Makineyi tamamen doldurunca veya tek parça kıyafeti makineye attığınızda ne kadar deterjan koyacağınızı bilemiyor olabilirsiniz. İşte tam bu noktada i-Dos Deterjan Tarama teknolojisi devreye giriyor. Siemens Home Connect üzerinden şişelerin barkodunu okutup su sertliği ve deterjan yoğunluğunu makineye iletiyor, i-Dos ise her yıkamada doğru miktarı otomatik olarak ayarlıyor. Üstelik Siemens Home Connect uygulaması, deterjan seviyesini takip ederek deterjanınız tükenmeden önce size haber veriyor. Tek yapmanız gereken uygulamayı telefonunuza yüklemek ve çamaşır makinenizi uygulamaya bağlamak. 

stainRemoval teknolojisi: Zorlu lekelerle inatlaşmayı unutun 

Çay, yağ, makyaj, çikolata lekeleri… Gün içinde fark etmeden üzerinize bulaşan lekeler artık kâbus olmaktan çıkıyor. Siemens iQ500 çamaşır makinesi ile stainRemoval teknolojisi devreye giriyor. Tek bir dokunuşla çay, yağ, kozmetik veya günlük hayatta karşılaştığınız diğer zor lekeler için özel programları aktif edebilirsiniz. 

Siemens Home Connect uygulaması sayesinde daha fazla leke türünü ve bunlar için geliştirilmiş özel programları keşfetmek de mümkün. Yani sadece “lekeyi çıkar” demekle kalmıyor, sizin için en doğru yıkama programını da otomatik olarak öneriyor.
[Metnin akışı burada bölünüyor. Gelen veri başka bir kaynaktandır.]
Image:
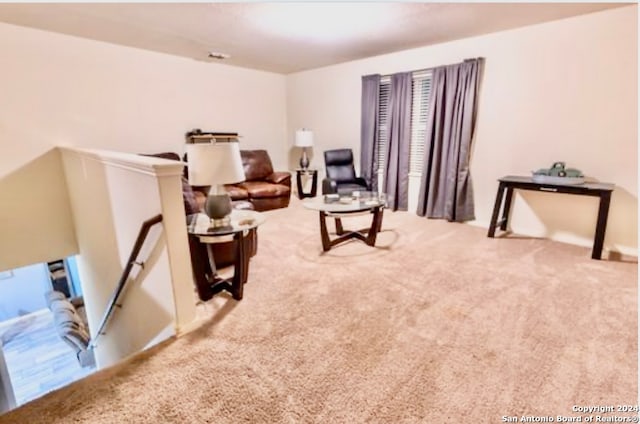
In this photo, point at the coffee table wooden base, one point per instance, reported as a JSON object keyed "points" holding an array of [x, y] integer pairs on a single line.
{"points": [[369, 238]]}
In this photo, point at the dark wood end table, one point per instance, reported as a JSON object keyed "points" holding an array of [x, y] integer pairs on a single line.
{"points": [[201, 232], [314, 182]]}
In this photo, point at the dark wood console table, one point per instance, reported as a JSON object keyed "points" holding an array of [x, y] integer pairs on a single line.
{"points": [[509, 183]]}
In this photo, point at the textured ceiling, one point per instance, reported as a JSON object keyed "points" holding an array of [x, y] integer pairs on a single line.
{"points": [[284, 37]]}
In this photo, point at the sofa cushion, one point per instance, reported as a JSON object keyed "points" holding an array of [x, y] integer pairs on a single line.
{"points": [[236, 192], [262, 189], [257, 164], [191, 202]]}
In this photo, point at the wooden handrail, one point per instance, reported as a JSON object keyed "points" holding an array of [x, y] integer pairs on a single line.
{"points": [[142, 235]]}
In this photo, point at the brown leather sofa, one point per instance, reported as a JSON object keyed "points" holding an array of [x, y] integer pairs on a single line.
{"points": [[264, 188]]}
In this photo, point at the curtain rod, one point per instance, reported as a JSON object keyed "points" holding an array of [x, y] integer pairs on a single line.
{"points": [[433, 67]]}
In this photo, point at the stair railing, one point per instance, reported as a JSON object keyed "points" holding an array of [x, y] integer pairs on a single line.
{"points": [[113, 302]]}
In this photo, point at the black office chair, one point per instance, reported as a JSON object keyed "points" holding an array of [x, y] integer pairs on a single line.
{"points": [[341, 175]]}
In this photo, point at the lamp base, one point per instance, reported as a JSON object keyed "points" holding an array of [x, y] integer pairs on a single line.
{"points": [[304, 159], [218, 208]]}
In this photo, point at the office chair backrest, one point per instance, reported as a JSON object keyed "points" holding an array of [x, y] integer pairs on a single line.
{"points": [[339, 164]]}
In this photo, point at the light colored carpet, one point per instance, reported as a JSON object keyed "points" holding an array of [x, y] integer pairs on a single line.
{"points": [[437, 324]]}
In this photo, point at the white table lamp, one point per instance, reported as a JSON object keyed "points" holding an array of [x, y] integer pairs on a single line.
{"points": [[215, 164], [304, 139]]}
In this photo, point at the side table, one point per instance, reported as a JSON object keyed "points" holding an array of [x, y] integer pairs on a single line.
{"points": [[314, 182], [201, 232]]}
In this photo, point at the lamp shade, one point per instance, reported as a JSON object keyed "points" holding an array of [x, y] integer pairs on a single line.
{"points": [[304, 138], [214, 163]]}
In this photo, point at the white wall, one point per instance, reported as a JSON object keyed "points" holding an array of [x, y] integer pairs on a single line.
{"points": [[22, 290], [564, 90], [112, 194]]}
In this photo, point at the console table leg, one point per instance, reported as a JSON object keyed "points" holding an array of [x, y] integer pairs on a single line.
{"points": [[376, 223], [506, 209], [496, 211], [601, 226]]}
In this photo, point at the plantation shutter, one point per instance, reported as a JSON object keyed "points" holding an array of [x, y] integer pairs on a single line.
{"points": [[420, 92], [421, 89], [383, 131]]}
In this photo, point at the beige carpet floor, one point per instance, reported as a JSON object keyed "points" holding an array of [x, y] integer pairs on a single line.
{"points": [[437, 324]]}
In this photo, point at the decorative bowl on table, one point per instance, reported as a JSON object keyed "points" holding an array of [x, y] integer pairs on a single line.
{"points": [[558, 174]]}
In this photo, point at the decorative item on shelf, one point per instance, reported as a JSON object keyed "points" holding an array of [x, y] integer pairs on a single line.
{"points": [[215, 163], [304, 139], [558, 174]]}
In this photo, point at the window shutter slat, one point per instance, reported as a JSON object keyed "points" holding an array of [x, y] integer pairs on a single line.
{"points": [[421, 89]]}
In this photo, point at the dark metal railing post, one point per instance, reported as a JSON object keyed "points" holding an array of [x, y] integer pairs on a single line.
{"points": [[142, 235]]}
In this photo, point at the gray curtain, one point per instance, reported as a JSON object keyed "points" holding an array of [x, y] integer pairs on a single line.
{"points": [[369, 129], [445, 189], [396, 173]]}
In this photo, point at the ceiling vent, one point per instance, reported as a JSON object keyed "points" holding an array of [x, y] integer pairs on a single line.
{"points": [[218, 55]]}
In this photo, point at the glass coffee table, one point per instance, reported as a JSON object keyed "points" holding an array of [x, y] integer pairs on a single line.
{"points": [[340, 206]]}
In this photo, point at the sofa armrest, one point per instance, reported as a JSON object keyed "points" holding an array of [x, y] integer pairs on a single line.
{"points": [[278, 177], [329, 186], [362, 182]]}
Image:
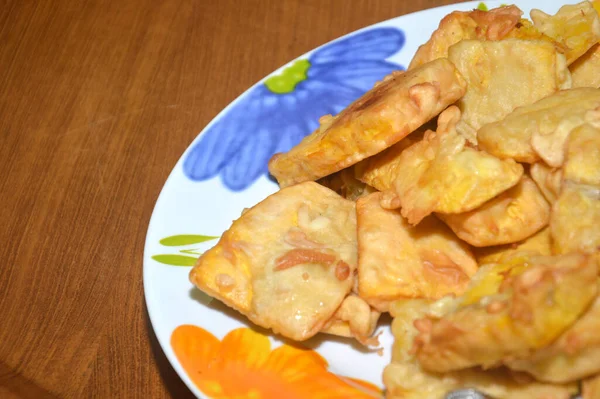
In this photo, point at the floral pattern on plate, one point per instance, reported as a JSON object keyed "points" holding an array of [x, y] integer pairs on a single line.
{"points": [[243, 365], [276, 114]]}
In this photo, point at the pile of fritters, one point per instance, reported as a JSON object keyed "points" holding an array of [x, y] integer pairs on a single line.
{"points": [[463, 197]]}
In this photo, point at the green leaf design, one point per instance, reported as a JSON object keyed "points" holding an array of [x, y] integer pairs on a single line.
{"points": [[185, 239], [175, 260], [190, 251]]}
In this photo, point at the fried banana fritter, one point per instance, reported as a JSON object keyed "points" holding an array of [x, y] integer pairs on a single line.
{"points": [[575, 26], [575, 219], [436, 174], [538, 244], [512, 216], [383, 116], [397, 260], [494, 24], [510, 309], [503, 75], [540, 130], [404, 378], [586, 70], [591, 388], [287, 263], [573, 356], [353, 319], [346, 184], [583, 155], [548, 179]]}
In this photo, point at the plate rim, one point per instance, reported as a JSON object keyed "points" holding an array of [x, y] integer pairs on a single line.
{"points": [[146, 257]]}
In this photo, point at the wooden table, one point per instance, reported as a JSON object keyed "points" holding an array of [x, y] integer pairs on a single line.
{"points": [[98, 99]]}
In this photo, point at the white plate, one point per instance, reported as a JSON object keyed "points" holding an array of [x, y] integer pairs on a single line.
{"points": [[224, 171]]}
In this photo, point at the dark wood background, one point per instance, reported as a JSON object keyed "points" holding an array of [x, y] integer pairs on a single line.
{"points": [[98, 99]]}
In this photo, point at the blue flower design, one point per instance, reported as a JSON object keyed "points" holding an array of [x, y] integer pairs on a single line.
{"points": [[276, 114]]}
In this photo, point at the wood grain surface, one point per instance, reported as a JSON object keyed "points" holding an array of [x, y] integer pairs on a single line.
{"points": [[98, 99]]}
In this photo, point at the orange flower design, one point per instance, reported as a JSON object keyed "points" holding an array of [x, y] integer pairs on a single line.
{"points": [[243, 366]]}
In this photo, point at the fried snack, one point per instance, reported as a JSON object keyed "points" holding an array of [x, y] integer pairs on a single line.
{"points": [[538, 244], [437, 174], [405, 379], [459, 25], [591, 388], [583, 155], [585, 71], [380, 118], [512, 216], [504, 75], [353, 319], [380, 170], [550, 143], [547, 179], [539, 129], [575, 219], [573, 356], [397, 260], [287, 263], [509, 310], [575, 26], [346, 184]]}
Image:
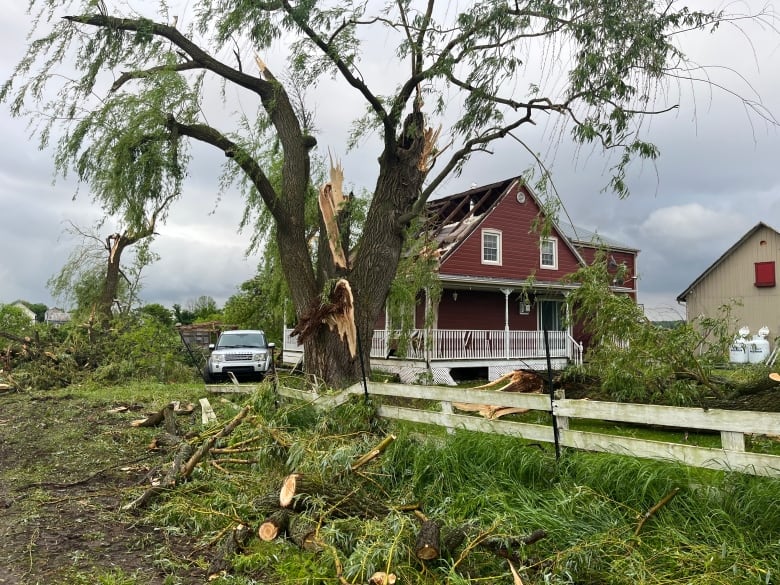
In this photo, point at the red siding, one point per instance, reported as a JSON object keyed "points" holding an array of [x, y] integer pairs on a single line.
{"points": [[520, 247], [476, 309]]}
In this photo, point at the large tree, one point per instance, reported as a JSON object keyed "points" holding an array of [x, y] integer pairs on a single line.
{"points": [[119, 84]]}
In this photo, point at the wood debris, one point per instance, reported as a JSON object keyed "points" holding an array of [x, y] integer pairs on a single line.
{"points": [[515, 381]]}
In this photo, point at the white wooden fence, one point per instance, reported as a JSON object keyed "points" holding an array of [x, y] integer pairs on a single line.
{"points": [[732, 425]]}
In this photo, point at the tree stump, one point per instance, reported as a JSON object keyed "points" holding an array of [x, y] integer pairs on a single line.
{"points": [[428, 544]]}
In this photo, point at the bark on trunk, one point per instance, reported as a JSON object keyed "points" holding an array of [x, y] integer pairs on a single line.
{"points": [[428, 544]]}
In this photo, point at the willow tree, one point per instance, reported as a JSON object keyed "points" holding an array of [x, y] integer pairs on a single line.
{"points": [[114, 74]]}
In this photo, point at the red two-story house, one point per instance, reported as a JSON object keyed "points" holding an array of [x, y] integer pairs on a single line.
{"points": [[502, 287]]}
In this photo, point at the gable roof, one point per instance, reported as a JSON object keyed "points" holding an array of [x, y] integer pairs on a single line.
{"points": [[451, 219], [760, 225]]}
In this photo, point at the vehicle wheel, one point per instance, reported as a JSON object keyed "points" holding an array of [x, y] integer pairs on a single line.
{"points": [[207, 377]]}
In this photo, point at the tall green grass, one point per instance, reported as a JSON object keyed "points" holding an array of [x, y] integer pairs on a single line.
{"points": [[719, 528]]}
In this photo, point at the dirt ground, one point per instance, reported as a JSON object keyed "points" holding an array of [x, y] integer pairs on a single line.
{"points": [[66, 467]]}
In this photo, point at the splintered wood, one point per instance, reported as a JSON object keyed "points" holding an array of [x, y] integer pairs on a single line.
{"points": [[332, 200], [338, 313], [516, 381]]}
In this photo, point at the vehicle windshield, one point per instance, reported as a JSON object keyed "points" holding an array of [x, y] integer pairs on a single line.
{"points": [[241, 340]]}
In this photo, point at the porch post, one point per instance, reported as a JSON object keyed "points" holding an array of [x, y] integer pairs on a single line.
{"points": [[507, 292]]}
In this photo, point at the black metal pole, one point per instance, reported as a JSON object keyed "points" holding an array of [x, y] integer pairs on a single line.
{"points": [[552, 396], [189, 351], [362, 364]]}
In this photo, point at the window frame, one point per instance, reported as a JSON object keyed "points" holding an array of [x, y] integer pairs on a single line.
{"points": [[554, 242], [765, 275], [499, 246]]}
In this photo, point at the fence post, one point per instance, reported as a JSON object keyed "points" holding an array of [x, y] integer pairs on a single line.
{"points": [[731, 441]]}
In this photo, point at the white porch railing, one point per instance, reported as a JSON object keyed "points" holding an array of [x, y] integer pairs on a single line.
{"points": [[468, 344]]}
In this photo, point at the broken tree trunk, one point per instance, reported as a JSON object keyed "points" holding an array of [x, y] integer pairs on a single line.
{"points": [[274, 525], [300, 492]]}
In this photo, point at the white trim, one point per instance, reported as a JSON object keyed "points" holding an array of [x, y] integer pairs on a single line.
{"points": [[554, 265], [499, 246]]}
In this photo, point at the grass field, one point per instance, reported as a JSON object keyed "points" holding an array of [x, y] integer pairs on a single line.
{"points": [[70, 460]]}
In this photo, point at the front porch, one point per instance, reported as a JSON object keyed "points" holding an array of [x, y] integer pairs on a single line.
{"points": [[440, 351]]}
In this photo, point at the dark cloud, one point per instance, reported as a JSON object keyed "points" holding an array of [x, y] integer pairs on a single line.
{"points": [[718, 175]]}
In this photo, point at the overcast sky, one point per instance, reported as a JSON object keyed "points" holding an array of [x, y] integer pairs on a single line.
{"points": [[718, 175]]}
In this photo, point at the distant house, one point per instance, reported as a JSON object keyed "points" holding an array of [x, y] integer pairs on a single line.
{"points": [[56, 316], [747, 272], [26, 310], [503, 285]]}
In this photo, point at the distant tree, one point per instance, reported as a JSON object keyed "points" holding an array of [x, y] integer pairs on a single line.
{"points": [[39, 309], [183, 316], [205, 308], [156, 310], [633, 358], [14, 321], [94, 280], [602, 67]]}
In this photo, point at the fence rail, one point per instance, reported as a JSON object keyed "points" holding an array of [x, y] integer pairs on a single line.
{"points": [[732, 425]]}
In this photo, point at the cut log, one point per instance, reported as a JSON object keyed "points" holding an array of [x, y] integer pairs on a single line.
{"points": [[382, 578], [301, 492], [275, 525], [428, 544], [303, 532]]}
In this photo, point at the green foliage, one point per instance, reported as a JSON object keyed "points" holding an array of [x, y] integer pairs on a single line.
{"points": [[127, 135], [637, 360]]}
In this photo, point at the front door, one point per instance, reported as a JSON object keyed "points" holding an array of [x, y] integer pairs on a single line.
{"points": [[551, 316]]}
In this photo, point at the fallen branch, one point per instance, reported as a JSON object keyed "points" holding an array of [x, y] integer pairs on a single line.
{"points": [[184, 451], [180, 471], [336, 500], [652, 511], [209, 443], [373, 454]]}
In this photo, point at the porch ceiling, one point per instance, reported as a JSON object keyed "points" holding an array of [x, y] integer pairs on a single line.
{"points": [[480, 283]]}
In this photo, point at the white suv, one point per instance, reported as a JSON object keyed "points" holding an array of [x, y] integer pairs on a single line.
{"points": [[245, 352]]}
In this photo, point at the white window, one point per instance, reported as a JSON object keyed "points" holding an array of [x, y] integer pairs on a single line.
{"points": [[548, 256], [491, 247]]}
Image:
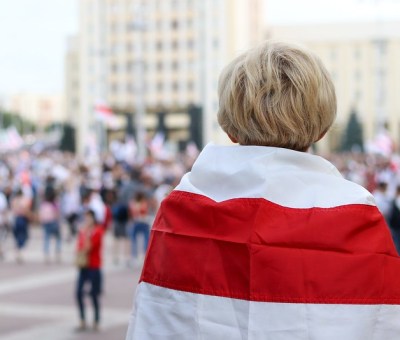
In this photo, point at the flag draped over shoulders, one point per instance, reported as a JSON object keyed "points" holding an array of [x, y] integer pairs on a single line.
{"points": [[267, 243]]}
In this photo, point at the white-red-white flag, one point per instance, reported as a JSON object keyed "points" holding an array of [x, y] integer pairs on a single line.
{"points": [[267, 243]]}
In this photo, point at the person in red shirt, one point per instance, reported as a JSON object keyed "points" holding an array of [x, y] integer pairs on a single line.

Böylece hem lekelerle uğraşmak zorunda kalmıyor hem de giysilerinizin ömrünü koruyorsunuz. 

Artık çocuğunuza yemek yedirirken dökülen yemek lekeleri, kahve kazaları ya da mutfakta sıçrayan yağ lekeleri sizi endişelendirmiyor. stainRemoval, günlük hayatın getirdiği küçük sürprizlere karşı en güvenilir yardımcınız oluyor. 

Siemens iQ500 çamaşır ve kurutma makineleri, artık sadece kıyafetlerinizi temizleyen makineler değil; size zaman, konfor ve güven veren akıllı iş ortaklarınızdır. Ütüye harcadığınız vakti kendinize ayırın, lekelerle uğraşmayı unutun ve teknolojinin yaşam alanınıza uyumunun keyfini yaşayın.

*Bu yazı Siemens’in katkılarıyla hazırlanmıştır.